Statt mit Ikea wie zuvor in Eimsbüttel durfte sie die Einrichtung nun wunschgemäß gestalten. Die Kosten für solide Handwerksarbeit wurden übernommen. Dazu gehören Holzparkett und aus dunklem Holz gezimmerte Regale. Da „erklärungsbedürftige“ Bücher zum Sortiment zählen, wird Beratung großgeschrieben: „Wir verkaufen, für was wir persönlich stehen.“ Belletristik sowie Kinder- und Jugendbücher nehmen den größten Platz ein. Aus Prinzip wolle man nicht auf Lager haben, was alle anbieten. Eine Nische zu besetzen und auszufüllen sei die Kunst.

„Lesen eröffnet Räume und Welten“, philosophiert sie mit Blick in den Park. Sie möchte zum Stöbern einladen. Zur behaglichen Atmosphäre tragen zwei Sessel und rollende Servierwagen mit Taschenbüchern und Krimis bei. „Wir sind keine politische Buchhandlung“, stellt Frau Krawehl klar, „aber wir haben eine Haltung.“ Wir, das sind ihr Mitstreiter Wolf Gierens und die für soziale Medien zuständige Halbtagskraft Roma Maria Mukherjee. Als gewählte Vertreterin der unabhängigen Einzelhändler betätigt sich die Inhaberin im Plenum der Handelskammer.
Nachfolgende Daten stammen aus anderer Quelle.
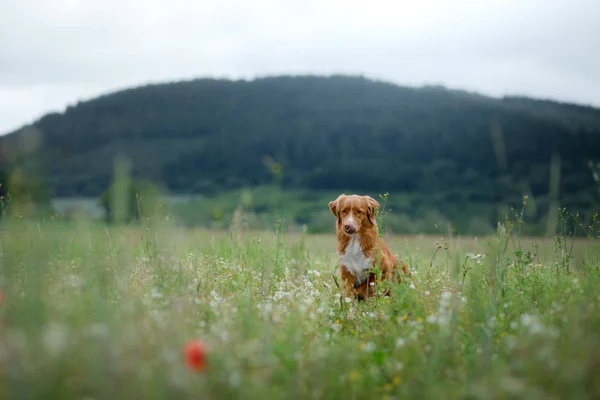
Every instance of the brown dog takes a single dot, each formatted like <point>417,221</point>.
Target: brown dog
<point>359,247</point>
Das Geheimnis der pinkfarbenen Pudel

 Und weil sie ihren Beruf als Geschenk begreift, Arbeit mithin nicht als Belastung sieht, ist Stephanie Krawehl umfassend im Einsatz. Stichworte sind Open-Air-Lesungen auf dem Innenhof, die seit fast zehn Jahren organisierte Initiative „Vorgelesen bekommen“, die Interviewreihe „Stephanie fragt nach“ oder ein Shop bei Instagram.

Um Miete zu sparen und Abwechslung zu leben, zog die Buchhändlerin vor vier Jahren aus Eimsbüttel auf die Veddel, in einen 1928 errichteten Backsteinbau nahe der S-Bahn. Motto: Immer wieder mal die Perspektive wechseln. Durch den Umzug in eine kleinere Wohnung musste sie sich von einem Großteil ihrer privaten Bibliothek trennen – schweren Herzens.

Für ihre Sammlung pinkfarbener Pudel aber blieb Platz. Nicht nur im Regal, auf dem Schreibtisch oder im Laden auf der Kasse. Sondern auch als Tätowierung am linken Handgelenk. Im passenden Farbton, natürlich. Tochter Pauline folgte diesem Schritt. Auch wenn es für eine intensive Bindung keines Blickes bedarf.